Grasserie-If grasserie is observed in chawkie stage, then the chawkie larvae must have been infected while hatching or during chawkie rearing. Infected eggs can be disinfected by cleaning their surface prior to hatching. Infections can occur as a result of improper hygiene in the chawkie rearing house. This disease develops faster in early instar rearing.

Pebrine- is a disease caused by a parasitic microsporidian, bombycis Nageli. Diseased larvae show slow growth, an undersized, pale and flaccid body, and poor appetite. Tiny black spots appear on larval integument. Additionally, dead larvae will remain rubbery and do not undergo putrefaction after death. Nosema bimbycisis a microsporidium that kills 100% of silkworms hatched from infected eggs. This disease can be carried over from worms to moths, then eggs and worms again. This microsporidium comes from the food that silkworms eat. If silkworms get this microsporidium in their worm stage, there are no visible symptoms. However, mother moths will pass the disease onto the eggs, and 100% of worms hatching from the diseased eggs will die in their worm stage. To prevent this disease, it is therefore extremely important to rule out all eggs from infected moths by checking the moth’s body fluid under a microscope.

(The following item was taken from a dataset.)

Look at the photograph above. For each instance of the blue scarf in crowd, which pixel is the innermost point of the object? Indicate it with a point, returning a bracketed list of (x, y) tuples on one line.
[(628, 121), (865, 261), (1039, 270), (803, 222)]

V) Silkworm as a research tool

Due to its miniature size and ease of culture, the silkworm has become a model organism in the study of Lepidopteron and biology. Fundamental findings on pheromones, hormones, brain structures and physiology have been made with the silkworm. One example of this was the molecular identification of the first known pheromone, bombykol which required extracts from 50,000 individuals, due to the very small quantities of pheromone produced by any individual worm.

Currently, research is focusing on genetics of silkworms and the possibility of genetic engineering. Many hundreds of strains are maintained, and over 400 Mendelian mutations have been described. Another source suggests 1000 inbred domesticated strains are kept worldwide. One useful development for the silk industry are silkworms that can feed on food other than mulberry leaves, including an artificial diet.